The difference will probably be noticeable; a benchmark will prove it.
At least CHM needs more code. I am not sure about the needed table space.

>> I admit that Jenkins' method will probably take much longer to
>> evaluate the auxiliary table but since we have to deal with only
>> moderately large label sets (usually well below 1000 labels) this
>> should be acceptable. Our goal is not to speed up the compiler at
>> all means but to let it produce better code.

> The main problem is that the missing degree of freedom makes the
> algorithm not scale. Consider for a moment the problem of not finding
> a construction in reasonable time. Now imagine this happens because
> someone just aded one more label to the switch. The huge problem of
> gperf, Jenkin's and similar implementation is that they don't scale
> well beyond a few dozen items -- it might work or it might not.
> That's a serious limitation for a tool like a compiler,
> especially when dealing with a changing code base.

I tweaked Jenkins' algorithm a bit and got it much faster than the original. My experience is that it can now easily deal with several thousand labels in reasonable time (please try it).
If a solution is not found in a reasonable time the compiler will do what it had done before my patch was present: Split the label set in two halves and repeat the algorithm with these halves. Therefore we should not expect that the resulting code will become slower just because of the patch.
We should include a means to create statistics for switch statements in order to obtain a discussion base; a failure of achieving perfect by Jenkins' code could even be output as a hint or warning.

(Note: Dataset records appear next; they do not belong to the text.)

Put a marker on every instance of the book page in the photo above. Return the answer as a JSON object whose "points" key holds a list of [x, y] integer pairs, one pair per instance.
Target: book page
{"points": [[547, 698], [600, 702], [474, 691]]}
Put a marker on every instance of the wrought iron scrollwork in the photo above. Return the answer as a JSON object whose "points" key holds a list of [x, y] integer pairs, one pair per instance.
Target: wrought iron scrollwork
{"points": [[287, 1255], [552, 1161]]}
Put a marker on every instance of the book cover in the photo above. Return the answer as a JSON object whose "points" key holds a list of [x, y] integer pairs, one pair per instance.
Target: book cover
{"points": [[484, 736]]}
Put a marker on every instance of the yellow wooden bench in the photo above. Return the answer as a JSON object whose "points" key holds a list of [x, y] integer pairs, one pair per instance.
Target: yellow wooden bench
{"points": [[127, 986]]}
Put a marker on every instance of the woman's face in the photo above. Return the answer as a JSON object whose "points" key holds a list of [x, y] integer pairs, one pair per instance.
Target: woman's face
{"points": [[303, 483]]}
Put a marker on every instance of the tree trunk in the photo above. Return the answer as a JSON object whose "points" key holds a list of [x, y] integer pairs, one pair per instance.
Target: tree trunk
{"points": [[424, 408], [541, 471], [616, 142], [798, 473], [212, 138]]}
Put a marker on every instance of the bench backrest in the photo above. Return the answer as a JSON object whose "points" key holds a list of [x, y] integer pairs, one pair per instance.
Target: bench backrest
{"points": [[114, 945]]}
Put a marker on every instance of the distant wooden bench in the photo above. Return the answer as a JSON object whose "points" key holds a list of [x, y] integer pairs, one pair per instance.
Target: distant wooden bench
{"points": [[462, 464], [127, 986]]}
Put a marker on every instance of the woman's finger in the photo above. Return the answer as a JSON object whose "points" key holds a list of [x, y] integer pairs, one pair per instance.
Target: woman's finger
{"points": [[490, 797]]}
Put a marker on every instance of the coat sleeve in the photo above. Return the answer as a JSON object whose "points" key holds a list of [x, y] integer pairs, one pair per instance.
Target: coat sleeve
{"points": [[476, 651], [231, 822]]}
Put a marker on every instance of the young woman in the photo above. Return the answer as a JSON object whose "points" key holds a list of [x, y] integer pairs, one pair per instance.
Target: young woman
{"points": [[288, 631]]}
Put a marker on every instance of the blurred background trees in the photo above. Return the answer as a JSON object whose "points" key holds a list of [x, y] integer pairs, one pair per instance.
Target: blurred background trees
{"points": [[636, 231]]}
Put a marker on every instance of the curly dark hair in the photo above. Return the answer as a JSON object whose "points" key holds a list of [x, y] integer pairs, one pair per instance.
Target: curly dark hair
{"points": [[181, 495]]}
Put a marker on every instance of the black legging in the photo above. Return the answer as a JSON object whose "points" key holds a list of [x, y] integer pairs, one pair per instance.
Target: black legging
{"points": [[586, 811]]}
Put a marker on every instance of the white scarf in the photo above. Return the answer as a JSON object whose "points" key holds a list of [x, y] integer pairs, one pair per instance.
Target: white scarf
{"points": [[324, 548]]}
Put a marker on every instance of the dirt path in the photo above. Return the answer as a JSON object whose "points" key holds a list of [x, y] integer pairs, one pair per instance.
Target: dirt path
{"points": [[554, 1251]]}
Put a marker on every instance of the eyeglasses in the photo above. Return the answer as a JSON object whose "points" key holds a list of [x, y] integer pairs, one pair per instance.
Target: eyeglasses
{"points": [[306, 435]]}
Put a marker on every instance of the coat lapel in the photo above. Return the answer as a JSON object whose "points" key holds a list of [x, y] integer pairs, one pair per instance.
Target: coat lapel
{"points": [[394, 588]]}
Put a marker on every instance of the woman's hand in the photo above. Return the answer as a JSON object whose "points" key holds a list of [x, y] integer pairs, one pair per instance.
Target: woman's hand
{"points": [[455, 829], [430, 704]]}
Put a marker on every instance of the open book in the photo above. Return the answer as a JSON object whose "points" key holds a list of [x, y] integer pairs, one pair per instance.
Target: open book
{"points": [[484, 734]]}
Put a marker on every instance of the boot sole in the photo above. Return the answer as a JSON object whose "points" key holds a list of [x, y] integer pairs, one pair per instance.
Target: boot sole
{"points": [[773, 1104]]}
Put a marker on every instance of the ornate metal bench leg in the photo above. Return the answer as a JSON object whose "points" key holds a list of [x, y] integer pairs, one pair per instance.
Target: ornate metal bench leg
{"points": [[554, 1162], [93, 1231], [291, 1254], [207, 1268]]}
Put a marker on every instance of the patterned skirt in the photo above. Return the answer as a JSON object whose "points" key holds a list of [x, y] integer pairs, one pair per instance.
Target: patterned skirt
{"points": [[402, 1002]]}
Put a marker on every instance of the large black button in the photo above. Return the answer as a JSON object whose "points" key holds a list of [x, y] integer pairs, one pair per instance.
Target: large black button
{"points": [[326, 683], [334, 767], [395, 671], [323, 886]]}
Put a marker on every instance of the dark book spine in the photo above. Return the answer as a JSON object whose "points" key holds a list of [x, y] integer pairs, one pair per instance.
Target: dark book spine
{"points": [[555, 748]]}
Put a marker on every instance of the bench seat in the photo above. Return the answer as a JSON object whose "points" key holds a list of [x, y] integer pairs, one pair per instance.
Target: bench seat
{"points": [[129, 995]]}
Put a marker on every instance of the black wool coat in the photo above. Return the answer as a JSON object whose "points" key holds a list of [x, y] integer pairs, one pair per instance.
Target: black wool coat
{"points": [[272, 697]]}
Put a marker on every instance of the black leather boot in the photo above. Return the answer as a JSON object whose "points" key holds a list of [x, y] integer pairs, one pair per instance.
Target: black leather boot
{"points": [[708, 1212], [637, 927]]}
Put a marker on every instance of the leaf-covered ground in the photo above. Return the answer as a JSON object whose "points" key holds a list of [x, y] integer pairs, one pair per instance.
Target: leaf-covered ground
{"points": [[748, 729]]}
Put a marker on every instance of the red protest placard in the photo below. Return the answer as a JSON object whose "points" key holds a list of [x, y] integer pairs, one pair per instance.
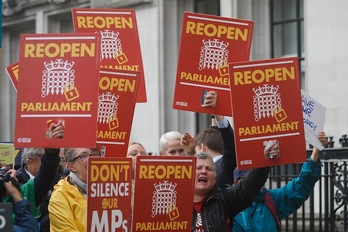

If we are then faced with such warnings we can easily enhance the patch by including alternative algorithms such as CHM. We can also do it just to be sure and/or for the sake of being able to benchmark real life programs with different hashing schemes.

As for the size of label sets, in "A Superoptimizer Analysis of Multiway Branch Code Generation" by Roger Anthony Sayle (http://ols.fedoraproject.org/GCC/Reprints-2008/sayle-reprint.pdf) we can find the following:
"The largest difficult switch statement, found in the conversions.c source file of Debian’s msort-8.42 package, had 1,080 case ranges, covering 1,202 case values branching to 320 unique destination labels."
I tried exactly these switches and Jenkins' code could easily deal with them. For this large switch the following code was produced (labels renamed):
  movl %edi, %esi
  shll $15, %esi
  shrl $21, %esi
  movl %edi, %edx
  andl $127, %edx
  movzwl BTable(%rdx,%rdx), %edx
  xorl %esi, %edx
  cmpl ValTable(,%rdx,4), %edi
  jne DefaultCase
  jmpq JumpTable(,%rdx,8)

Best regards
Jasper